Elektriği, suyu olmayan, yarı ahşap, yarı taş iki katlı bir bahçe evinde oturuyorlardı. Bahçede su kuyusu, zeytin ağaçları, birkaç meyve ağacı vardı. Meyveleri alma hakları vardı. Zeytinler oturdukları evin sahibine aitti. Evde oturmalarının karşılığı olarak, zeytin zamanında toplamaya yardım ediyorlardı. Bahçe sahibi iyi insandı. Onlara zeytin ve zeytinyağı veriyordu. Kuyudan çektiği suları kazana aktarıp altını tutuşturdu. Kuyunun yanındaki katır dişi cinsinden nar ağacının başında kalan son meyveyi kopardı. Ağzı açılmış narın tanelerini kuşlar yemiş, kalanların da üzerinde böcekler vardı. Bahçenin taşla örülü sınırına doğru fırlattı. Anası, eşek bağladıkları evin alt tarafında çimmiş, yemek yapmaya başlamıştı. Çoktandır yemediği patatesli tavuk yemeğinin kokusu açlığını hatırlattı. Hava kararmaya yakın ablası geldi. Yemekten sonra, gaz lambasının ışığında hızlıca derslerini yaptı. Abisi bu günde gelmemişti eve.

"Hangı gelmezine gettiyse gene. Dobalan (pörtlek) gözlü, bozuun dölü" diye..." söylendi durdu anası.

Ezan sesini anasından önce duydu. Hemen kalkıp, soğuk suyla elini yüzünü yıkadı. Akşamdan hazırladığı sofra bezini ve okul eşyalarını koltuğunun altına yerleştirip fırına doğru hızlıca yürümeye başladı. Fırının kapısından içeri girince sıcaklık çok hoşuna gitti. Dışarının soğuğu kulaklarını kesmişti.
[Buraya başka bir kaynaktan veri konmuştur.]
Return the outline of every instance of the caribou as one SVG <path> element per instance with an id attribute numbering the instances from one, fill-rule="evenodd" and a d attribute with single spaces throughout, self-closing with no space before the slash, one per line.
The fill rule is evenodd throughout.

"Gaç dene sataasın?.." dedi fırıncı.

"Bilmiyom."

"Böyün elli dene al. Yaveş yaveş çovaltıısın. Yüz dene sataasan deyme keyfine. Ben sene gıyak geçen. Çingen mahallesine getcen için, on denede bi dene fazla vercem."

Gevrekleri yatay şekilde yerleştirdi sepete. Dikey olursa kırılır dedi fırıncı. Sattığı paranın yarı fiyatına alacaktı gevrekleri. Her on gevrekte bir tanede çingen mahallesinin payı cabası. İşe alışana kadar, satamadıklarını geri getirecekti. Daha sonra geri getirme olmayacaktı. Satacağı kadar gevrek alacaktı. Elli gevreğini aldı. Beş tanede çingen mahallesi payı ile elli beş gevrekle soğuk sokağa çıktı. Bir gevrekte yemesi için fırıncı tarafından verilmişti.

Bir kolunda gevrek sepeti, diğer elinde yemek için tuttuğu gevrek. Gün ağarmamış cingen mahallesine doğru yürüyordu. Satarım demişti öğretmenine. Nasıl satacağını bilmiyordu. Tek başına, eşekle oduna gitmişdi Madran Dağı’na. Tilkişen, sarmaşık, zeytin başağı toplamıştı. Anasıyla pamuk toplamaya, çapalamaya gitmişti. Bağıran gevrekçileri düşündü.

"Gevreek..." diye bir ses çıktı ağzından. Kendisinin bile zor duyduğu bir ses.

"Gevreeek .." diye zorladı kendini. Derenin sesi, Metin'in sesini bastırıyordu. Cingen mahallesine kadar sesini yükselterek yürüdü. İlk gevreği orada sattı. Mutluluktan uçacaktı.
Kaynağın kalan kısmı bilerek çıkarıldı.